製品ロットの抜取データから製品規格外に存在する製品ロットの数量を、製品ロットの分布を具体的に推定することで、高い精度で推定することが可能な抜取データ処理装置、方法及びコンピュータプログラムを提供する。対象製品の製品規格に基づく所定の特性値の上限値及び下限値の入力を受け付け、製品ロットの管理図に基づいて特性値の標準偏差の平均値を算出する。抜き取ったサンプルの測定データから、特性値の平均値を算出し、信頼度95%の信頼区間の特性値の平均値の上限値及び下限値を算出する。特性値に関する測定器自体のバラツキを示す測定標準偏差を推定し、算出した特性値の平均値が、入力を受け付けた上限値及び下限値のうち近い方に対応する信頼区間の特性値の平均値の上限値又は下限値を特性値の平均値として更新する。製品自体の特性値の標準偏差を推定し、上側不良率及び下側不良率を算出して、良品率を算出する。

Description

本発明は、製品ロットの抜取データから製品規格外に存在する製品ロットの数量を推定する抜取データ処理装置、抜取データ処理方法及びコンピュータプログラムに関する。

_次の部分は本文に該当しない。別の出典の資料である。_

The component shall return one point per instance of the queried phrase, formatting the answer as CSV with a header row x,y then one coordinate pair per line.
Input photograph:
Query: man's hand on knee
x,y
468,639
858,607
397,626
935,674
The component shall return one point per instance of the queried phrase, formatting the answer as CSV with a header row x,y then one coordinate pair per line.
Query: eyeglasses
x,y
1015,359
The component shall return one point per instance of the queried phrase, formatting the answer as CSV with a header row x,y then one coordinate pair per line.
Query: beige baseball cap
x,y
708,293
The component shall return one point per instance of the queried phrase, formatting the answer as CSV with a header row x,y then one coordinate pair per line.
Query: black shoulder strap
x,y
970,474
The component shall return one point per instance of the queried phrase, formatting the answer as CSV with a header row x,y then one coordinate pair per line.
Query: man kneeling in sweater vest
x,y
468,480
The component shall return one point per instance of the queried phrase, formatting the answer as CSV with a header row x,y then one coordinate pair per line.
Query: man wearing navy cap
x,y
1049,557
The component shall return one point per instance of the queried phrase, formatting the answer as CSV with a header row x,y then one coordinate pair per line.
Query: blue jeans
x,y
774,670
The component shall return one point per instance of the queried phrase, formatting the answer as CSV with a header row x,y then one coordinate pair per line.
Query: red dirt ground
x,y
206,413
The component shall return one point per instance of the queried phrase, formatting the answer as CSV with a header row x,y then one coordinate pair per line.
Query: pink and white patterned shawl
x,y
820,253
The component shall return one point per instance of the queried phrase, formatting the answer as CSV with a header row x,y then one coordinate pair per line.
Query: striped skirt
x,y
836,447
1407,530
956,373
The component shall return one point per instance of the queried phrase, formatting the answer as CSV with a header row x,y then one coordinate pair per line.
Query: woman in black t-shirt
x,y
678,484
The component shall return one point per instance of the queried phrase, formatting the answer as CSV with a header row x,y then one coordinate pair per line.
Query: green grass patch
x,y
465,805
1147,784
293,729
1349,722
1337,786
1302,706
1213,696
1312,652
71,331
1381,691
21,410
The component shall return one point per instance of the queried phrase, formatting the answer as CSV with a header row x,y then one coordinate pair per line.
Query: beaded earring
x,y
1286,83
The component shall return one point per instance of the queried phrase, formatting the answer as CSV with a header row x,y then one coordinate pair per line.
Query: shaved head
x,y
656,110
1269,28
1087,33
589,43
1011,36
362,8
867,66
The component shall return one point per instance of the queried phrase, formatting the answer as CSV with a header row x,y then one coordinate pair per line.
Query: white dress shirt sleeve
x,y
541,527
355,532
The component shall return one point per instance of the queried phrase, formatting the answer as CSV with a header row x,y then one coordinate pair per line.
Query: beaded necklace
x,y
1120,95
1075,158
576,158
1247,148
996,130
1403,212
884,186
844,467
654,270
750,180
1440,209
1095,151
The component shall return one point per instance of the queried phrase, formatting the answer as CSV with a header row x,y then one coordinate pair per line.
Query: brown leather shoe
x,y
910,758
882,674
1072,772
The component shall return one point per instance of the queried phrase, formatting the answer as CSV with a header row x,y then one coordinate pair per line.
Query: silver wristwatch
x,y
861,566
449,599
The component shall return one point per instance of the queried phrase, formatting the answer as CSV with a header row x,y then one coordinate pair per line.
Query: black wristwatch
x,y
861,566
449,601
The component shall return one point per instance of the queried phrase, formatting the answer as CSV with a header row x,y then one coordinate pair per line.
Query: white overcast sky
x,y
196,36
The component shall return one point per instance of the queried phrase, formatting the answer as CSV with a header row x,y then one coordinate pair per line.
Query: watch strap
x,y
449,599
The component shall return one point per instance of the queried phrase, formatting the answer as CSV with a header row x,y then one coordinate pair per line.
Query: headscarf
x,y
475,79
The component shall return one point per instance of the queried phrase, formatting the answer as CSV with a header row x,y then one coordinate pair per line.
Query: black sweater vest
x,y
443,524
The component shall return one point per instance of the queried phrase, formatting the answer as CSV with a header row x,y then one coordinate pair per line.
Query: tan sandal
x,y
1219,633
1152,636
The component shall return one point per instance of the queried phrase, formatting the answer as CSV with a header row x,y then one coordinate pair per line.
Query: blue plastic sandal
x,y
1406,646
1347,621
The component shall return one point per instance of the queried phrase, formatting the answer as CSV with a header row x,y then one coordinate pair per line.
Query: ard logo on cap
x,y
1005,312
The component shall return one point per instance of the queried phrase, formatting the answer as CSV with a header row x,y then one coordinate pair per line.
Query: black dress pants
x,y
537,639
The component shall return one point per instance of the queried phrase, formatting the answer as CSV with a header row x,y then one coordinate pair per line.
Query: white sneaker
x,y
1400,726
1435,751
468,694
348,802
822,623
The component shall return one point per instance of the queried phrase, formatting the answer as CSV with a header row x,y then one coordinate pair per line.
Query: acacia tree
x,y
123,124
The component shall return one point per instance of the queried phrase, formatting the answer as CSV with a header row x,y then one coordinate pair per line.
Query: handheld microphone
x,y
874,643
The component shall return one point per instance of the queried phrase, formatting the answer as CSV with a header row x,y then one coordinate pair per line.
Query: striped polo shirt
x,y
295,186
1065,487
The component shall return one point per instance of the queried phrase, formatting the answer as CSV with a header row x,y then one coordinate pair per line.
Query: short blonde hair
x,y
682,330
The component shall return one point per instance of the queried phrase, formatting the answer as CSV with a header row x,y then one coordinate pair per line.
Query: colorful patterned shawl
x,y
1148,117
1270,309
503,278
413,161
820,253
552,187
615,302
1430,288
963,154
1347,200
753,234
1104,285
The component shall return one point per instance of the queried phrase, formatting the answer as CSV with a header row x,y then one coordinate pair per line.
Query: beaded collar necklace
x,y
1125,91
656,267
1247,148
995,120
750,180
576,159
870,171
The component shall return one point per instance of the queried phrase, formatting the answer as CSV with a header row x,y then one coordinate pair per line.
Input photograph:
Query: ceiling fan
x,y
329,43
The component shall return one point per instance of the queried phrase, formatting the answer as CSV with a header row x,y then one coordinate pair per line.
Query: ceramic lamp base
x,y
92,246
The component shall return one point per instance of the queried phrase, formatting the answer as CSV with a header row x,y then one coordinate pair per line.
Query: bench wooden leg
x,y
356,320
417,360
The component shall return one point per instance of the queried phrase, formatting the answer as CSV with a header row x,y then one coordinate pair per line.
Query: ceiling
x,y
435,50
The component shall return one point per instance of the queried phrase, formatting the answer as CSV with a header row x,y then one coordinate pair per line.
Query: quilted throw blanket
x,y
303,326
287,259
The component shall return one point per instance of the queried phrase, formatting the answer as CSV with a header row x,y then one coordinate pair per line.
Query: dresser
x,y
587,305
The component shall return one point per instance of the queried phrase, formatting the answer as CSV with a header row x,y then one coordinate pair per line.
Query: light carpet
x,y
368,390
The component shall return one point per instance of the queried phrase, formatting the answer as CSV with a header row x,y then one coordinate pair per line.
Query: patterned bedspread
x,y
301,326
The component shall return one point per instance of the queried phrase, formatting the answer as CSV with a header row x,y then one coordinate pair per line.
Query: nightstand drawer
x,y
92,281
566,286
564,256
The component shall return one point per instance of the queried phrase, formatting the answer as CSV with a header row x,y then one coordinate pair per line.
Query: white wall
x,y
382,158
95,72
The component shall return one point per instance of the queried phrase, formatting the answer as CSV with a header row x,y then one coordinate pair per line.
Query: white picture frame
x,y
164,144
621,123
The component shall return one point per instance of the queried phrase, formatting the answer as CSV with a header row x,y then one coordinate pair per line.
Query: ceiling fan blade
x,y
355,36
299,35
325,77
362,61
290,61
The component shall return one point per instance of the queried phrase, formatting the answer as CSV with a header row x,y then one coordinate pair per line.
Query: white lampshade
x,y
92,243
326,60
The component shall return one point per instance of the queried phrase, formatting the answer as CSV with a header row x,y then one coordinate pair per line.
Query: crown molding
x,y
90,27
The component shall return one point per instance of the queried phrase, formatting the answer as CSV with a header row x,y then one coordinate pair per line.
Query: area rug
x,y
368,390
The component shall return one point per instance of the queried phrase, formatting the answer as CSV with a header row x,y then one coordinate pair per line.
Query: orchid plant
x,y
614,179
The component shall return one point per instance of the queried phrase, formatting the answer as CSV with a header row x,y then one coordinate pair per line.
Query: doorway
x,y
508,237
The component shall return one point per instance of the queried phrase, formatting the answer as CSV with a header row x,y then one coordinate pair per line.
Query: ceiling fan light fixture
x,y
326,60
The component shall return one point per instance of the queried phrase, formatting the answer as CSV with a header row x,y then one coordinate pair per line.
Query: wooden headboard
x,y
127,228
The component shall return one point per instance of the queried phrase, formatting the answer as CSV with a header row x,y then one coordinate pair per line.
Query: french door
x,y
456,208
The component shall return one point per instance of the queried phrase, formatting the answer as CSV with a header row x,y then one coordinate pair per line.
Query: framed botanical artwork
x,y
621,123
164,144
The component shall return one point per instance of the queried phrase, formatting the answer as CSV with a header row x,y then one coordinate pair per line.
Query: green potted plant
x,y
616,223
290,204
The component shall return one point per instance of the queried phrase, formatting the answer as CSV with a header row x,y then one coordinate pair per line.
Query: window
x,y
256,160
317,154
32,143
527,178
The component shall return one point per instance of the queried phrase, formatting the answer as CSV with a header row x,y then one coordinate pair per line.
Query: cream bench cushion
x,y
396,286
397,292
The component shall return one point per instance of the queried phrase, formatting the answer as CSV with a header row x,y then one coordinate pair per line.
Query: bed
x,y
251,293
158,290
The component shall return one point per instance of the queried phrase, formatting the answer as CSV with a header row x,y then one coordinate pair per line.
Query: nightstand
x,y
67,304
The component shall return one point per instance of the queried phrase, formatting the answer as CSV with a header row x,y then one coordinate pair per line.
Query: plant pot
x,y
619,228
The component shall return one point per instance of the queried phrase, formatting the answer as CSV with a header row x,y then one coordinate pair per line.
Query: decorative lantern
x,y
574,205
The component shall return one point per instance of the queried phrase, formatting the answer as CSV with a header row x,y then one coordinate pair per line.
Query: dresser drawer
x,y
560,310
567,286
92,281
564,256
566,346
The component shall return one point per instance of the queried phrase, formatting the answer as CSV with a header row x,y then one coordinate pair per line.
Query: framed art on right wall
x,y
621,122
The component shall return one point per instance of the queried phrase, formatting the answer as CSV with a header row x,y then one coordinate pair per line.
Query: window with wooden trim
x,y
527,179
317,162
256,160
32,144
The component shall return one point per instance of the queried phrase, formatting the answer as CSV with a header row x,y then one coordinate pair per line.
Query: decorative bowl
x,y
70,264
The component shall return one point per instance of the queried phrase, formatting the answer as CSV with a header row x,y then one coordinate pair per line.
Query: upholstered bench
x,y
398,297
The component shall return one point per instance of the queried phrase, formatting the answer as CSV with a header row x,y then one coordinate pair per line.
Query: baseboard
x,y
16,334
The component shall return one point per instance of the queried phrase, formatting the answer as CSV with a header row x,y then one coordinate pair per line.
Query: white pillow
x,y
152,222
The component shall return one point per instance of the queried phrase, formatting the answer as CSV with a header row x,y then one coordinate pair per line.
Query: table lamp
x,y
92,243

製品は、出荷する前に所定の特性を示す特性値が測定され、所定の規格を満たすか否かにより良品又は不良品に選別される。製品の選別は、測定した製品の特性値と、製品規格(製品として要求される特性値)よりも条件が厳しい検査規格とを比較することにより行われる。測定した製品の特性値のバラツキが、製品自体の特性値のバラツキのみであれば、検査規格を製品規格と同一の条件に規定した場合であっても、製品を良品又は不良品に正しく選別することができる。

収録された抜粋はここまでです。